Neuron soundware helps conquer space, thanks to incubation in ESA BIC tests satellites
The Czech startup Neuron soundware, which develops solutions for automatic maintenance based on sound and vibration analysis of machines, has not only penetrated abroad, but also the frontiers of space. The technology combining IoT and artificial intelligence is mostly used on machines in factories or on escalators to avoid unplanned downtime. Two years ago, the startup also caught the attention of the European Space Agency’s space incubator (ESA BIC), which focuses on linking research from space technology to Earth, and vice-versa. It has started using sound analysis in a project to prepare for a pre-flight test of small satellites. For the Czech startup, this was a potential entry point into the space sector; for example,acoustic detection technology could help astronauts prevent malfunctions on spacecraft or stations in the future.
Neuron soundware technology involves listening to the sounds of machines, and then using artificial intelligence to evaluate the sound patterns. It can then provide early warning of anomalies; for example, the onset of a component failure. This function enables real-time monitoring of machine status, optimising maintenance and downtime and ensuring that all machines receive alerts about impending failure.. A computer or mobile device performs these actions remotely, eliminating the need for physical inspections that might lead to additional downtime. The reliability of space technology is a prerequisite for the successful expansion of humanity into space.
From factories to space
However, Neuron soundware has much broader applications than simply maintaining production machines. In fact, vibration analysis can also be used for quality control or optimizing production management across industries. Two years ago, the company decided to enter the space sector. It joined ESA BIC in Prague, where it is now testing its technology for quality control and preparation for pre-flight testing of small space satellites, called cubesats, which will, for example, image the Earth.
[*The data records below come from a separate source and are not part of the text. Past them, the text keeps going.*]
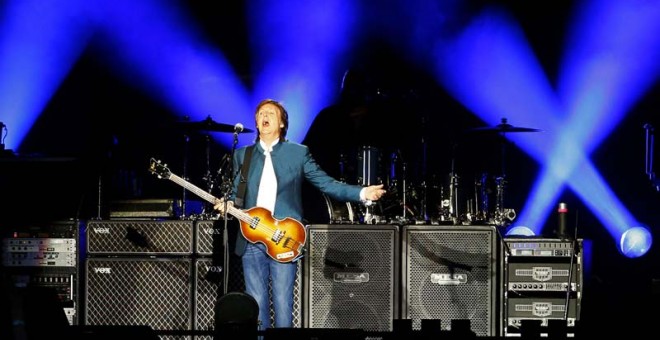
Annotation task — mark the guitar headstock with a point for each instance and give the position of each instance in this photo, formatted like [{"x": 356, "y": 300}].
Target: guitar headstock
[{"x": 159, "y": 169}]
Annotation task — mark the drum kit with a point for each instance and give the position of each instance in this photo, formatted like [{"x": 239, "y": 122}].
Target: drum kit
[
  {"x": 212, "y": 181},
  {"x": 412, "y": 198},
  {"x": 422, "y": 200}
]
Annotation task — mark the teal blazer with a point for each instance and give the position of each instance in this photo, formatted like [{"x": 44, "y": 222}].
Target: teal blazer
[{"x": 293, "y": 164}]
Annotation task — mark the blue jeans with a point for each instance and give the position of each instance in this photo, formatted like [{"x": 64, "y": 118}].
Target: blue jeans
[{"x": 258, "y": 268}]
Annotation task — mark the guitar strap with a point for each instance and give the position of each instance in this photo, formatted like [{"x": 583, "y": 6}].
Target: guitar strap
[{"x": 242, "y": 185}]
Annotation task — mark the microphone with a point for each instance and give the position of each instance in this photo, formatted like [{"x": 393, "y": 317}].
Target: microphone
[{"x": 561, "y": 226}]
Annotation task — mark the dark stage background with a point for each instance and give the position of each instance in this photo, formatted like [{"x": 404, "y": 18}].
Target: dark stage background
[{"x": 92, "y": 145}]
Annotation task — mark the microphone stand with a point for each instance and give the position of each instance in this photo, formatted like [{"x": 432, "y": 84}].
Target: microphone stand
[{"x": 225, "y": 233}]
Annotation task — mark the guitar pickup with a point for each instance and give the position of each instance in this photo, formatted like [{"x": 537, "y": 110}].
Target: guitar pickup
[{"x": 277, "y": 236}]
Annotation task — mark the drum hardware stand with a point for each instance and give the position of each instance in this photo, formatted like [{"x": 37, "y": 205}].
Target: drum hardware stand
[{"x": 186, "y": 140}]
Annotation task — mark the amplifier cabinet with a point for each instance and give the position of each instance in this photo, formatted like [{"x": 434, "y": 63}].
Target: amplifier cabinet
[
  {"x": 351, "y": 277},
  {"x": 542, "y": 276},
  {"x": 543, "y": 280},
  {"x": 541, "y": 308},
  {"x": 450, "y": 273},
  {"x": 139, "y": 237},
  {"x": 139, "y": 291}
]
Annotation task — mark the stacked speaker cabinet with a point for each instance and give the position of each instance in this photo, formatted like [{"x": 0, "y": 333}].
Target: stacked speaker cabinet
[
  {"x": 450, "y": 273},
  {"x": 543, "y": 285},
  {"x": 139, "y": 272},
  {"x": 351, "y": 277}
]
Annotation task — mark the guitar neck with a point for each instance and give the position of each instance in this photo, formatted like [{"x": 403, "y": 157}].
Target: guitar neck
[{"x": 241, "y": 215}]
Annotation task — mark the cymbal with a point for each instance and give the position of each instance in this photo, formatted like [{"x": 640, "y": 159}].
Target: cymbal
[
  {"x": 503, "y": 127},
  {"x": 209, "y": 125}
]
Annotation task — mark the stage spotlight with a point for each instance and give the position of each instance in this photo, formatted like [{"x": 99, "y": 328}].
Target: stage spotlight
[
  {"x": 520, "y": 231},
  {"x": 635, "y": 242}
]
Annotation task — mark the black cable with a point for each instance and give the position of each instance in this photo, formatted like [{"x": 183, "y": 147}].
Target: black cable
[{"x": 574, "y": 253}]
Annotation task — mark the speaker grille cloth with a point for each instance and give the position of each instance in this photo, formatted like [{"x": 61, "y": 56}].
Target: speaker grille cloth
[
  {"x": 340, "y": 295},
  {"x": 152, "y": 292},
  {"x": 450, "y": 276},
  {"x": 139, "y": 237}
]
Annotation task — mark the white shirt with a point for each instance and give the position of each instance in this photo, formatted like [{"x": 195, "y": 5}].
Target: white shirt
[{"x": 268, "y": 185}]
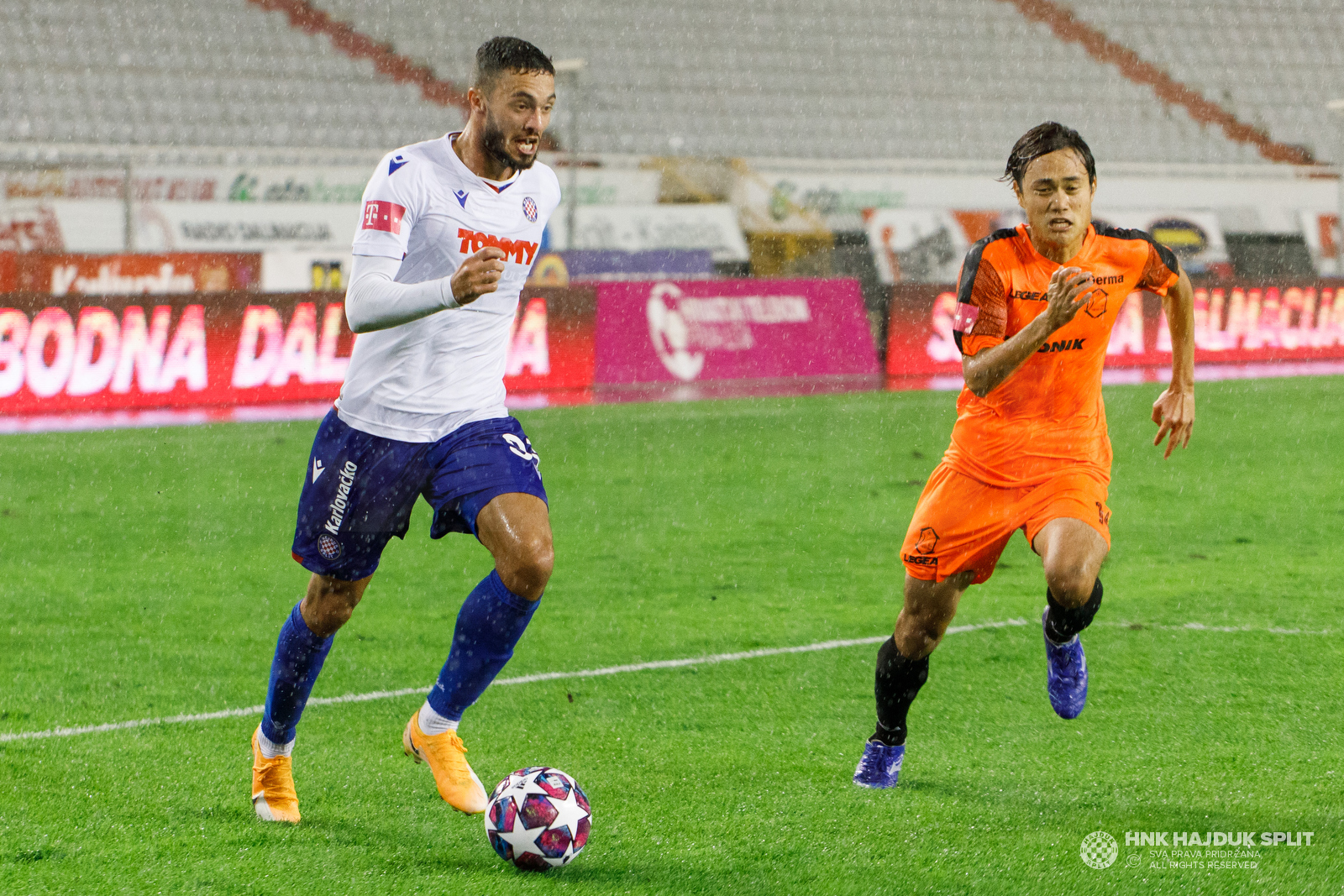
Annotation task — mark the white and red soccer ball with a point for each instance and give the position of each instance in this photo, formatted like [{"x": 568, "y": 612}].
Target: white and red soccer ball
[{"x": 538, "y": 819}]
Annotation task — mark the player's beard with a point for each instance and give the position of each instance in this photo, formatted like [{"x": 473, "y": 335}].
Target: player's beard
[{"x": 496, "y": 147}]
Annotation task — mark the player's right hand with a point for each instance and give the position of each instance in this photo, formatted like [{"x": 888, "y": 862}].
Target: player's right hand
[
  {"x": 1070, "y": 289},
  {"x": 477, "y": 275}
]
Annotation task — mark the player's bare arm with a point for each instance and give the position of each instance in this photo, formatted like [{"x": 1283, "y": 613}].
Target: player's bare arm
[
  {"x": 477, "y": 275},
  {"x": 1173, "y": 411},
  {"x": 1070, "y": 291}
]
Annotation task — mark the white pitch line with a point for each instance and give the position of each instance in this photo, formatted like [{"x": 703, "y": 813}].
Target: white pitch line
[
  {"x": 605, "y": 671},
  {"x": 1200, "y": 626},
  {"x": 519, "y": 680}
]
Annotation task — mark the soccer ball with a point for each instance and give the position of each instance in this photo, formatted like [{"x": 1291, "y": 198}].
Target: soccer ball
[{"x": 538, "y": 819}]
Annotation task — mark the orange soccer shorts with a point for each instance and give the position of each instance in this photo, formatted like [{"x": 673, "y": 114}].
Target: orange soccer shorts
[{"x": 964, "y": 524}]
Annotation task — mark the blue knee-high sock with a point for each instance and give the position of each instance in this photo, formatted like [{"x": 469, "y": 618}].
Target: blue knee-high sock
[
  {"x": 299, "y": 658},
  {"x": 488, "y": 625}
]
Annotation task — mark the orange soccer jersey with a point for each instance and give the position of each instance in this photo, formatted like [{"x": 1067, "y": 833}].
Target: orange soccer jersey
[{"x": 1035, "y": 448}]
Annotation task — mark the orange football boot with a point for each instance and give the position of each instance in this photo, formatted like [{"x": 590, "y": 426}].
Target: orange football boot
[
  {"x": 273, "y": 788},
  {"x": 457, "y": 783}
]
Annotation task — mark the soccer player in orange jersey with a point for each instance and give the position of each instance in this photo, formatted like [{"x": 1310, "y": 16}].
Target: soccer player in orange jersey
[{"x": 1030, "y": 450}]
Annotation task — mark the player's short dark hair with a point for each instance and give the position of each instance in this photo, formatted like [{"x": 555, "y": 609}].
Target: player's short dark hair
[
  {"x": 497, "y": 55},
  {"x": 1043, "y": 140}
]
“Our technology has an incredibly diverse range of applications, and space is an area where we see huge potential for its use. We are now testing the base plates of cubesats to see if they can withstand the wild vibrations of launching a launch vehicle into space. But testing cubesats is just the beginning for us, and one day we would like to see our technology in space. For example, it could be used to monitor the health of individual components of a life support system such as air conditioning, recycling systems or space station cooling. For example, the Hawaii Space Exploration Analog and Simulation (HI-SEAS) centre, where NASA and other partners are testing conditions on Mars, has expressed interest. Detecting potential failures of these systems early and minimizing the risk of loss of life will be essential for space colonization,” says Pavel Konečný, founder of Neuron soundware.
Up to 100 companies are in the potential market in the EU alone
Successful validation of the device’s functionality could really help the company break into the huge world of space probe manufacturing. Testing in certified labs equipped for large satellites is expensive. For many smaller companies and universities, the desktop test equipment developed by Neuron soundware is sufficient to test cubesats that often weigh only kilograms. It consists of a so-called shaker that simulates rocket launches and other mechanical tests, as well as a recording device from Neuron soundware. Everything is connected to an online platform for collecting, managing and analysing the resulting data. Tests so far look encouraging.
“We first ensured that our equipment complies with the technical requirements for pre-flight and developmental checks and then we have already started testing. Normally, cubesats are tested on large, expensive machines, which are also designed for huge satellites, and there are a limited number of these. We manage testing in a fraction of the time and cost, yet at least as reliably. So the tests are proceeding as planned and the project is heading towards a successful conclusion. Success would open the door to potentially 50 to 100 manufacturers of these small space exploration devices in the European Union alone,” says Konečný.
“The space sector requires the most advanced technologies not only directly on space satellites, but also in testing and quality control. If your air conditioning or heating breaks down on Earth, you can handle it. But in space, it’s a matter of survival. That’s why we are constantly seeking and supporting solutions that take the reliability and quality of these devices even further. What we particularly appreciate about Neuron soundware solutions is the speed of testing compared to traditional test labs that have long waiting times and become a bottleneck in device production. Neuron soundware technology allows us to speed up the process and at the same time significantly reduce costs,” says Michal Kuneš, Program Manager at ESA BIC’s Czech office.
“Neuron soundware is another of more than 34 promising startups in the Czech ESA incubation centre. The Czech Republic is home to many talented engineers and visionaries, both in the space sector and in the technology sector in general. The Neuron soundware team was able to take their seemingly unrelated technology and demonstrate its applicability to space applications,” says Michal Bambušek from CzechInvest, the operator of the ESA BIC incubator in the Czech Republic.